Credit cards can be a powerful financial tool. When used wisely, they can help you establish a credit history and improve your credit scores. However, keeping your credit card balances in check is an important piece of the credit puzzle.
Your credit utilization ratio—also known as your debt-to-credit ratio—is an important factor used in calculating your credit scores. This ratio, which is expressed as a percentage, is the amount of your total outstanding credit card balances divided by the sum of each card’s limit. In general, borrowers with a ratio of about 30 percent or less are viewed as less-risky by lenders.
If you normally max out your credit cards or regularly rack up high balances, consider the following six tips to help keep your card balances low:
1. Understand the power of interest rates. When you use a credit card, you’re borrowing money. The fee attached to borrowing that money is the interest rate, expressed as an annual percentage rate, or APR. So when you make a purchase and don’t pay it off in full, you end up paying more than the sale price due to the interest accrued on your balance.
2. Pay off your entire balance every month. You are only charged interest if you carry a balance on your card. Instead of just making the minimum payment required, adopt a different attitude and think of each balance as a financial emergency, says Jason Hull, certified financial planner and owner of Hull Financial Planning in Fort Worth, Texas. “It’s much better to be completely debt-free than to owe your financial life to someone else,” Hull says.

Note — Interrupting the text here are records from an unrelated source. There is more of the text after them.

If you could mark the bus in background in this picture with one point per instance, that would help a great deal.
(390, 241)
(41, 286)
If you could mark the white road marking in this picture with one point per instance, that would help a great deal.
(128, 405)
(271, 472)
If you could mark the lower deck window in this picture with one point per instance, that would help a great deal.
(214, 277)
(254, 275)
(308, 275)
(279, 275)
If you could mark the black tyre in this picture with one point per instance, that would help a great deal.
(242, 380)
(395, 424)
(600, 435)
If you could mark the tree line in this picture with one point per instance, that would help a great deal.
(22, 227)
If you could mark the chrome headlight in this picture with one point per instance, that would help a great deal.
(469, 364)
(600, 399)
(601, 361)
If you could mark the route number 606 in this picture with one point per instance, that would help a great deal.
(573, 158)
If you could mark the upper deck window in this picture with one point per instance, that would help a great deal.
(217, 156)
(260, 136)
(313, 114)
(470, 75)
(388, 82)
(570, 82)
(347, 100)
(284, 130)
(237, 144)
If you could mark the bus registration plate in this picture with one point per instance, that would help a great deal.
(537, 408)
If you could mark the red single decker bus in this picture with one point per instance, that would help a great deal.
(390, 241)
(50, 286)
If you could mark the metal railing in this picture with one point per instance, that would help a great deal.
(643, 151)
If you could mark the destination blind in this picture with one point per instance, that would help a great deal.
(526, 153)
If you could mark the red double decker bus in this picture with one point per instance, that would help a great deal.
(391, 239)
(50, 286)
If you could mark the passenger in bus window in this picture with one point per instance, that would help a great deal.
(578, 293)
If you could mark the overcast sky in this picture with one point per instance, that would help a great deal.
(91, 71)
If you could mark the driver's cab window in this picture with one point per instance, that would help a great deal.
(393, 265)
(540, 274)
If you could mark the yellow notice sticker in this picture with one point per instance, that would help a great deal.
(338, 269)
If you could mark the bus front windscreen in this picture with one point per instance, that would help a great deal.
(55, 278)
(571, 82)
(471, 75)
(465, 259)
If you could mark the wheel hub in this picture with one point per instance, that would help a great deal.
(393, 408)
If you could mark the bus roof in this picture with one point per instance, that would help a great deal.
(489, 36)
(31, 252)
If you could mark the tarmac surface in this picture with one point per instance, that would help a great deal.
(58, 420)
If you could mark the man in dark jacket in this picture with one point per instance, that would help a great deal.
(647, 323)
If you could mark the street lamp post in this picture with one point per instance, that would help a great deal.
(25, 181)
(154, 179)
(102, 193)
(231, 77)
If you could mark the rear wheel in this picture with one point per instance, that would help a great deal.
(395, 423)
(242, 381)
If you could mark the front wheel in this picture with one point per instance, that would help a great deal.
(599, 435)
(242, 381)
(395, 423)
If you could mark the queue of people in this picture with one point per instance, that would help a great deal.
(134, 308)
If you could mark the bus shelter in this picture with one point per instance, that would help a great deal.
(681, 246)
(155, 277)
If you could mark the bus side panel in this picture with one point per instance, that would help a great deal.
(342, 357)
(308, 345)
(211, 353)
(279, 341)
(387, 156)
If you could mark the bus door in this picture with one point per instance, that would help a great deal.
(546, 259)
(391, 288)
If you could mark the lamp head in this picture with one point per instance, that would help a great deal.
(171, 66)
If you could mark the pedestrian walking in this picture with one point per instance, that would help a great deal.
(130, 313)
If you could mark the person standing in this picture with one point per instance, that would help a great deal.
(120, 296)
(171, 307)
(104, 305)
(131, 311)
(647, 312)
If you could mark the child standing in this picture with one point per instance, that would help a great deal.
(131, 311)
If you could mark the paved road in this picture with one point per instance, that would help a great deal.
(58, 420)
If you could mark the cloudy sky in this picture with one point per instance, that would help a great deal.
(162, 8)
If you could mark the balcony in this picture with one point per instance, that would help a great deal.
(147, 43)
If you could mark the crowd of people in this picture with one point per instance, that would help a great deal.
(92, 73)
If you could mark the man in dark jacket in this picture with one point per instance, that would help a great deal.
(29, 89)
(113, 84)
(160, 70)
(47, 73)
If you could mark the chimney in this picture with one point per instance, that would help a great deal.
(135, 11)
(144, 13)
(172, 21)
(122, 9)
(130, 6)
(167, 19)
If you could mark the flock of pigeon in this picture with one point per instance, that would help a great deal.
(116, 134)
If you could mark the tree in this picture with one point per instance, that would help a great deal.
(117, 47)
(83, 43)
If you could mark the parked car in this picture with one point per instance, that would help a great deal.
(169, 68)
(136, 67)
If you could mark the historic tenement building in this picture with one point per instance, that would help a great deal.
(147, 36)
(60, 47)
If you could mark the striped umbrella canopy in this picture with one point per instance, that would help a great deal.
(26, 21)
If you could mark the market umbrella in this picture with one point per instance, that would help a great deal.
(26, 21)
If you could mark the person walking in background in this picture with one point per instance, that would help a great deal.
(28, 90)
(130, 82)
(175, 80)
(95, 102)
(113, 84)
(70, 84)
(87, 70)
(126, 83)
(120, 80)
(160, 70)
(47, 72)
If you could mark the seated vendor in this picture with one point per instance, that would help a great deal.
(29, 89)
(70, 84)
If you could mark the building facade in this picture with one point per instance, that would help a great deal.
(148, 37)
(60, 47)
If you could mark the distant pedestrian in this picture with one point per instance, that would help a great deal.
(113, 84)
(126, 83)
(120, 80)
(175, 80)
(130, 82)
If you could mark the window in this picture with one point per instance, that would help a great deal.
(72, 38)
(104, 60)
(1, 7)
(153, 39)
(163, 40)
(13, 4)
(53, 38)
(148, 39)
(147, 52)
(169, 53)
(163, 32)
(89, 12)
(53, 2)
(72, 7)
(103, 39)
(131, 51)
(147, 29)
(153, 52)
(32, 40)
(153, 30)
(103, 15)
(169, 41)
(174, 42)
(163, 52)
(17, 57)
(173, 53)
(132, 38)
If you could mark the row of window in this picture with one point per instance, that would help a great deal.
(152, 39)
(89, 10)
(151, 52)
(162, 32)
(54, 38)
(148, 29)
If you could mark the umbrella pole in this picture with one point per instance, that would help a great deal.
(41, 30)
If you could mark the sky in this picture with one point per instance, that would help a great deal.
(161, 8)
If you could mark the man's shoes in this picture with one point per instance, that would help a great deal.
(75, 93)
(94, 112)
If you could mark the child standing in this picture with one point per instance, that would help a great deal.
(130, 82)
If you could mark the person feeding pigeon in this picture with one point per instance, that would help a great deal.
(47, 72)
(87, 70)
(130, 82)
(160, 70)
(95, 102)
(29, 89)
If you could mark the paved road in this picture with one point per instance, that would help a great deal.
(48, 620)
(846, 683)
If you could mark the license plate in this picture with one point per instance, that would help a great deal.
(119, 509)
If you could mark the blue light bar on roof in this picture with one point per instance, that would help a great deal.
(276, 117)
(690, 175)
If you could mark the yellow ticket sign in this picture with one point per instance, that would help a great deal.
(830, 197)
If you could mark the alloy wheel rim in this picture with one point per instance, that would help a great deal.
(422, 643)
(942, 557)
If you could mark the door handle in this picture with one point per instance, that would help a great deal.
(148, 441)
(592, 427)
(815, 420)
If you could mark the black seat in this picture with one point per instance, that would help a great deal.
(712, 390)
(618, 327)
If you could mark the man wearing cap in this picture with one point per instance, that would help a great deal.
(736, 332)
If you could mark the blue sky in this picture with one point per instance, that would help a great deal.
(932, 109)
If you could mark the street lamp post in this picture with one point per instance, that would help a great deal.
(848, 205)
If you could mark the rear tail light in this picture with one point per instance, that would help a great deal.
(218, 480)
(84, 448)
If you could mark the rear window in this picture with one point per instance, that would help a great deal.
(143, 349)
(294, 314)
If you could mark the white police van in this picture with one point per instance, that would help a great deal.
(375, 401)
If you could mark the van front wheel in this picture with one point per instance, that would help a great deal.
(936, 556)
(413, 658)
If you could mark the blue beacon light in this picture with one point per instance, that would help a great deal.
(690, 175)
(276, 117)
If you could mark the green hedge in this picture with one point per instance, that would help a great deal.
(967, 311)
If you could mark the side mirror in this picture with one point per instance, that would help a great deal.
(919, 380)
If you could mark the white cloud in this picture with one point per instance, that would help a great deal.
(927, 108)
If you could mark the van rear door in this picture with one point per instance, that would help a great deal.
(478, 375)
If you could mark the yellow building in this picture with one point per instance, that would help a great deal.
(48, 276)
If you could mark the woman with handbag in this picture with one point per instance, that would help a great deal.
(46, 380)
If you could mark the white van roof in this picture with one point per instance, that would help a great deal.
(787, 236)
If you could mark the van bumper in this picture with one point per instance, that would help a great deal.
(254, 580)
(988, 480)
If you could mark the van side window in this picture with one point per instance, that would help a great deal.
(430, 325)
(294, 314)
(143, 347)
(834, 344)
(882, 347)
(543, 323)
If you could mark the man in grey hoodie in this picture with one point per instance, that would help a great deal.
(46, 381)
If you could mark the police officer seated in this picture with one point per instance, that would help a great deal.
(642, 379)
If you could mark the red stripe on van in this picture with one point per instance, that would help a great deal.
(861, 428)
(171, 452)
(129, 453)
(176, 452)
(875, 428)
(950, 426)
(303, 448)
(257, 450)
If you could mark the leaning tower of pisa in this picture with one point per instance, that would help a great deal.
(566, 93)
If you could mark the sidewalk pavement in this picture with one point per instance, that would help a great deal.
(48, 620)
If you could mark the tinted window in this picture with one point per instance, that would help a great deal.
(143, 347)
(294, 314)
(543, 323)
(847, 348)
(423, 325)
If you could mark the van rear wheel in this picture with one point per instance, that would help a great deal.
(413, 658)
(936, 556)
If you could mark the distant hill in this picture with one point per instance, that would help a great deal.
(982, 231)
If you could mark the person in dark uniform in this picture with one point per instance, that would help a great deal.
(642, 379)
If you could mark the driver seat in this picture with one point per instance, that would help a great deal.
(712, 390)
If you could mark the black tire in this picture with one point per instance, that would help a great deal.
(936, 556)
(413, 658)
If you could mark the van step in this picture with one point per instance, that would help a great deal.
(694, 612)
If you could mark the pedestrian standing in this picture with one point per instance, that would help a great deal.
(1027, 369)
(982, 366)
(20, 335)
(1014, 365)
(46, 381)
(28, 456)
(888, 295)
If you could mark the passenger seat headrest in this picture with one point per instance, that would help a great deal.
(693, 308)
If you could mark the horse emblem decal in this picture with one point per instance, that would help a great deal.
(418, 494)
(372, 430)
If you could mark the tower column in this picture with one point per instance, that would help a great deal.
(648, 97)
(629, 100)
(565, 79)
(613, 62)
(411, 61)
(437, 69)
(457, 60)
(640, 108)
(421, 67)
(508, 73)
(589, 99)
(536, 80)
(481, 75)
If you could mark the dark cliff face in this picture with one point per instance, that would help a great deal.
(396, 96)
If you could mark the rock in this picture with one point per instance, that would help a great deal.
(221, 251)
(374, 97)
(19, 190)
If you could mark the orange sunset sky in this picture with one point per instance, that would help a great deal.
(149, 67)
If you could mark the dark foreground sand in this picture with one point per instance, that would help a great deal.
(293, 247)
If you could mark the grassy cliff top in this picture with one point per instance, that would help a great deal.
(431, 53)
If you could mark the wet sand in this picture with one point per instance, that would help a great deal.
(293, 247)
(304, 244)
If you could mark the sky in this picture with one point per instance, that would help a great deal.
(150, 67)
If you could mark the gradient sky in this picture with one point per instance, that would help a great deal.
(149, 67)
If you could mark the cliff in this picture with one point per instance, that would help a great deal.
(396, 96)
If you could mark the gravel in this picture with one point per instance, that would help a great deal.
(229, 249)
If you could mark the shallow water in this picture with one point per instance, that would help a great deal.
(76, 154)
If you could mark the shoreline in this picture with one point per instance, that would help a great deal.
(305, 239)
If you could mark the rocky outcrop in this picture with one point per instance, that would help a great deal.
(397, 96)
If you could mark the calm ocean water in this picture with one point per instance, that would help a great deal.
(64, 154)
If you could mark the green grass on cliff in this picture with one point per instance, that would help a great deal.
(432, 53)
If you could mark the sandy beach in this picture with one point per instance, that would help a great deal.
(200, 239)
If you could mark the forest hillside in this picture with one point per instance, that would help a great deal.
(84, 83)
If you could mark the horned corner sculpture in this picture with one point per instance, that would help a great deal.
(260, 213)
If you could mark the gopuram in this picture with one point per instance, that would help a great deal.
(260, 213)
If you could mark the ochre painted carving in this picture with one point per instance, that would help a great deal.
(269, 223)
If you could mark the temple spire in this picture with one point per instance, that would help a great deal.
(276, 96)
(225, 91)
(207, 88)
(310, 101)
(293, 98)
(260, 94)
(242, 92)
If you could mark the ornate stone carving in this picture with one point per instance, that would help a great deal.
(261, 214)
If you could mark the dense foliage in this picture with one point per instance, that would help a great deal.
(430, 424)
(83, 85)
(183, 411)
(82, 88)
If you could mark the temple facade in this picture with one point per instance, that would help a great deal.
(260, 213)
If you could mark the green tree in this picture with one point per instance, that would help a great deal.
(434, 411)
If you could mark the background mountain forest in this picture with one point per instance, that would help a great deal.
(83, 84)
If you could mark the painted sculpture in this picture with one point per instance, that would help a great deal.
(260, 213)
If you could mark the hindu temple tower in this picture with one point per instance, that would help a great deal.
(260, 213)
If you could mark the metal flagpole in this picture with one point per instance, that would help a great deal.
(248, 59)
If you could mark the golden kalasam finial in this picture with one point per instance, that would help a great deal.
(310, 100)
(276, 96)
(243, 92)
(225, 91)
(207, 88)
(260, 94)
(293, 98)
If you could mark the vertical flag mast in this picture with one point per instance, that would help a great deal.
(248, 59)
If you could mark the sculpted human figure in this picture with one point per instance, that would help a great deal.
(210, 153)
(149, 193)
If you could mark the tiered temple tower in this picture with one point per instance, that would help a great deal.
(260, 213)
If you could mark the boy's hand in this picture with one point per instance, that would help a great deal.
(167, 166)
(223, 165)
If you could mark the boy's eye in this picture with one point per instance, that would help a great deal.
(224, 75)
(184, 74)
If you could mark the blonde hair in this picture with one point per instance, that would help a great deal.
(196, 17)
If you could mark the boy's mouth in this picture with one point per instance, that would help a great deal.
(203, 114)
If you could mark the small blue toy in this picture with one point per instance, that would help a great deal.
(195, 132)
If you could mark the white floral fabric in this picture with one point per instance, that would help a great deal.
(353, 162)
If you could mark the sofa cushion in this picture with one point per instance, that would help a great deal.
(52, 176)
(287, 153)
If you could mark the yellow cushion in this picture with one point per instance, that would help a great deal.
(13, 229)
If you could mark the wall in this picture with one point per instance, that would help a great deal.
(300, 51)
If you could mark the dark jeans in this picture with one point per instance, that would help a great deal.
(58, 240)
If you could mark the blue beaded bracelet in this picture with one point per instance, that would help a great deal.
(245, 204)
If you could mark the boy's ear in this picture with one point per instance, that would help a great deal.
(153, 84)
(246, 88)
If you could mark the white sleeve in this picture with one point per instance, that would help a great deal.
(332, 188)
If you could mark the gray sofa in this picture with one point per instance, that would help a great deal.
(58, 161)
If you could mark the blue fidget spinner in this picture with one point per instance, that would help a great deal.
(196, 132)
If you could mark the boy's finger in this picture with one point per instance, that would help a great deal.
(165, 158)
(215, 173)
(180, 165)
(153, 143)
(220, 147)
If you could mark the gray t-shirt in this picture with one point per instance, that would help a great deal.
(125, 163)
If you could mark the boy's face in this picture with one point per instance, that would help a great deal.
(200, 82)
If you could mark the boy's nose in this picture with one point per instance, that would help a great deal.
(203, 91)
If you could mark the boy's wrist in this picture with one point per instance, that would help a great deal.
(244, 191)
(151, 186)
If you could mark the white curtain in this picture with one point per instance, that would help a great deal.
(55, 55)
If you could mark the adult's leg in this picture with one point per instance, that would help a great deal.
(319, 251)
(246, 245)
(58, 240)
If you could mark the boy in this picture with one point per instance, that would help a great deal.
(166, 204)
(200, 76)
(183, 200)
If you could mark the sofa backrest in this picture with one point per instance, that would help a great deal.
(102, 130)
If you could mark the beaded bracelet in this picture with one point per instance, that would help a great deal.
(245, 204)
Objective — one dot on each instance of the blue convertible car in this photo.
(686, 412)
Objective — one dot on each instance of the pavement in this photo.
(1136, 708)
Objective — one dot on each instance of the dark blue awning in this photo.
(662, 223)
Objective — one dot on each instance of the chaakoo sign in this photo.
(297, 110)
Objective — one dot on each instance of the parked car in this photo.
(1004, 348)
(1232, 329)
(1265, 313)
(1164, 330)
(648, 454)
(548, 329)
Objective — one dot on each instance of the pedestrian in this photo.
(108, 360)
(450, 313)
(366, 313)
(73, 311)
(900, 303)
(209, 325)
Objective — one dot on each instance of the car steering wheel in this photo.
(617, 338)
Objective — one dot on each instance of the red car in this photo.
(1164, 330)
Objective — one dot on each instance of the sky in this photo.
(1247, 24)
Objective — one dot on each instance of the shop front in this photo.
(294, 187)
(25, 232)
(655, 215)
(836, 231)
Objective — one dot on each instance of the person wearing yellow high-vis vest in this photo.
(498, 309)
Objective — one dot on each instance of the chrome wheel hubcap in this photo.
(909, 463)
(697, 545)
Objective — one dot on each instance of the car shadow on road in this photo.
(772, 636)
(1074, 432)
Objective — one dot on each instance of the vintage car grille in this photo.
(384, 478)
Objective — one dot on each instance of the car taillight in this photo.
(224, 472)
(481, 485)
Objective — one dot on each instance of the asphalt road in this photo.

3. If you do have sizeable debt, make a plan. Set a goal, such as paying off all credit card debt in one year, or whatever time frame is reasonable for the amount of debt you owe. Keep track of your spending and decide which expenses, such as cable TV or eating out, you’re willing to forego, says Khloe Karova, certified financial planner and owner of Modern Capital Concepts in Chicago.
4. Use technology to your advantage. Once your budget is solidified, consider using automatic bill pay for recurring, essential payments, and set up a monthly automatic transfer into a savings fund. Use financial management apps to track your spending and saving, and set reminders on your phone so you never miss any payments.
5. When shopping, play mind games. Leave your credit cards at home and pack a reasonable amount of cash instead. At the store, let your eyes, not your hands, do the browsing. “[If you touch things], you’ll become more emotionally attached and more likely to buy,” Hull says.
6. Resist signing up for too many store cards. Saving money on your credit card purchases by signing up for a store card might sound responsible, but may not be a good idea in the long run. Store cards are harder to monitor, Karova says, and they typically come with high interest rates.